This repository contains code comparing the quadratic Wasserstein distance to the regular squared L^2 norm (crikit.integral_loss), where the quadratic Wasserstein distance is approximated with the sliced quadratic Wasserstein distance with 30 slices (crikit.SlicedWassersteinDistance). The problem is inferring the p-Stokes CR (from examples/p-stokes/p-stokes.py) where the learned CR is (line 324 of loss-experiment.py)
def cr_func(scalar_invts, theta):
a, p = theta[0], theta[1]
scale = a * (scalar_invts[1] + eps2) ** ((p - 2) / 2)
return jnp.array([0, scale])
where eps2 is a regularization constant and the true value of theta is [1.0, 1.2]. The mesh is a 5-by-5 unit square, and the problem is discretized with low-order Taylor-Hood elements (second-order in the velocity space and first-order in the pressure space). Optimization is done with L-BFGS-B with the following bounds for theta:
bounds = [array([0.9, 1.05]), array([1.05, 1.5])]
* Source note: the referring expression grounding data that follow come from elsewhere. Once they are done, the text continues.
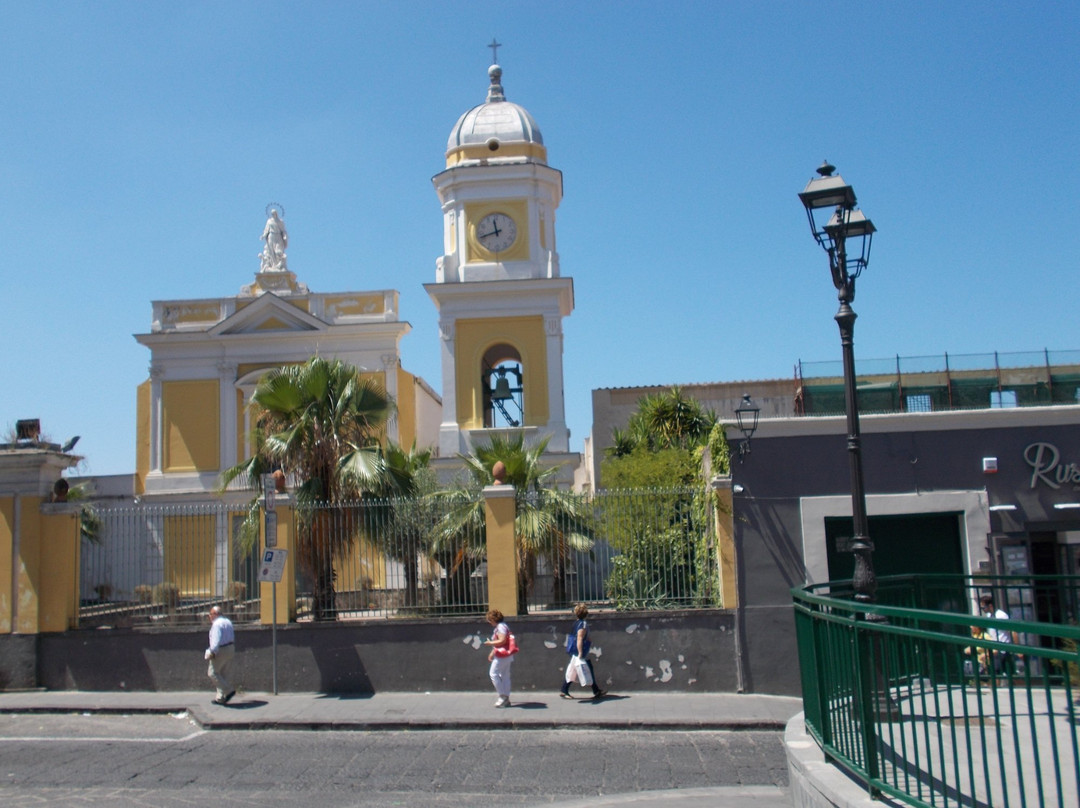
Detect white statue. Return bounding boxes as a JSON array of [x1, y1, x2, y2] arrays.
[[260, 206, 288, 272]]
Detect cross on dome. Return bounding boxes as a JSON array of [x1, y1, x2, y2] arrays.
[[488, 38, 501, 65]]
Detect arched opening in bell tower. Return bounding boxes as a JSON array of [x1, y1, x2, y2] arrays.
[[482, 344, 524, 428]]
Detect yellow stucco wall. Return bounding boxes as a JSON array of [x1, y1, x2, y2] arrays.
[[162, 379, 220, 472], [38, 510, 79, 632], [454, 316, 549, 430], [397, 367, 417, 449], [163, 513, 214, 597], [236, 389, 246, 466], [0, 496, 13, 633], [135, 380, 150, 495], [14, 496, 42, 634]]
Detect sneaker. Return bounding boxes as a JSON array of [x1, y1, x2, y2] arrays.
[[592, 690, 608, 700], [494, 697, 506, 707], [223, 690, 235, 704], [495, 698, 511, 708], [559, 692, 574, 700], [212, 697, 227, 705]]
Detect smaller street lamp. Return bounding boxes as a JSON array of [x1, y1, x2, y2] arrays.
[[734, 393, 760, 461]]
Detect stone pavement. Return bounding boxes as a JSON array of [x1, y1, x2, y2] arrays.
[[0, 688, 801, 807]]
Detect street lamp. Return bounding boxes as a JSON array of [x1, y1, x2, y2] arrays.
[[799, 161, 878, 604], [734, 393, 760, 461]]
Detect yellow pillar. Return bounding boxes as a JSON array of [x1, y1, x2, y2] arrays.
[[260, 502, 297, 624], [0, 495, 14, 633], [0, 448, 80, 635], [38, 505, 80, 632], [710, 475, 737, 609], [484, 484, 518, 616]]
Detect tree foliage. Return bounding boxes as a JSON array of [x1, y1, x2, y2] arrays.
[[220, 356, 397, 620]]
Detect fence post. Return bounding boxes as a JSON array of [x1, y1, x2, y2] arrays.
[[709, 475, 737, 608], [260, 499, 297, 624], [483, 484, 518, 616], [0, 448, 80, 636]]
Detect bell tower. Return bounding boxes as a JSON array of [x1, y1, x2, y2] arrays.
[[426, 59, 575, 462]]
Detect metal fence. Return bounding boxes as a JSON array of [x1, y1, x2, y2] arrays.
[[78, 486, 719, 625], [293, 494, 487, 620], [80, 501, 256, 627], [523, 487, 718, 613], [794, 575, 1080, 808]]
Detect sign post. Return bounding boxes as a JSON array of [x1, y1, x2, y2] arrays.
[[258, 548, 287, 695], [260, 474, 281, 694]]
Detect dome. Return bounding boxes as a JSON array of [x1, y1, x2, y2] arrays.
[[445, 65, 547, 166]]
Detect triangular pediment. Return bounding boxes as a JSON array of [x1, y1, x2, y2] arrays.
[[210, 293, 325, 336]]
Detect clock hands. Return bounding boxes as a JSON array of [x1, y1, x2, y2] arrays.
[[478, 222, 501, 240]]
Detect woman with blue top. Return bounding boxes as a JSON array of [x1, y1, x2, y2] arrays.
[[560, 603, 606, 700]]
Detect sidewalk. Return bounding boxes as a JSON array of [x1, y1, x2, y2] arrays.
[[0, 689, 801, 808], [0, 688, 801, 732]]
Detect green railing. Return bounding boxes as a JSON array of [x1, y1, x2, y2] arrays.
[[793, 575, 1080, 808]]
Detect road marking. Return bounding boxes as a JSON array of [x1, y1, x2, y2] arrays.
[[0, 730, 206, 743]]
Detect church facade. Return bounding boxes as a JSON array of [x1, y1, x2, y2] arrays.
[[133, 206, 441, 499]]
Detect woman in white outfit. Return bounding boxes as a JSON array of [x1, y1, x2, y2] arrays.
[[484, 609, 513, 707]]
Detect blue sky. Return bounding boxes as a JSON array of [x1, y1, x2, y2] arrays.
[[2, 2, 1077, 477]]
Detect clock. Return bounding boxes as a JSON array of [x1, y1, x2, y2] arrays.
[[475, 212, 518, 253]]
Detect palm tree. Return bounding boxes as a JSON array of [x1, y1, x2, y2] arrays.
[[220, 356, 394, 620], [627, 386, 716, 452], [361, 442, 437, 609], [458, 433, 594, 614]]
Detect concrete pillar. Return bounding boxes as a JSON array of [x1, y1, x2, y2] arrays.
[[483, 484, 518, 616]]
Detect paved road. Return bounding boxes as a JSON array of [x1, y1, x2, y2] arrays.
[[0, 714, 788, 808]]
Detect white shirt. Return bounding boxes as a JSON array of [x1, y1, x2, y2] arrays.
[[208, 615, 235, 653]]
using the same 30 random seeds for each loss function and standard deviation (so all generated random numbers are exactly the same across loss functions in each iteration of the experiment). The noise model is additive, mean-zero, i.i.d. Normal distributions (crikit.AdditiveRandomFunction), and observations are taken on the outflow boundary with crikit.SubdomainObserver. You can generate the plots from this experiment (which were used in Zane Jakobs's MS thesis) with make-plots.sh. The experiment requires considerable computational resources to fully replicate all of the data in the data directory (given that it requires 60 optimizations per standard deviation), so we recommend generating the plots first and choosing one or a few standard deviations of interest and trying those.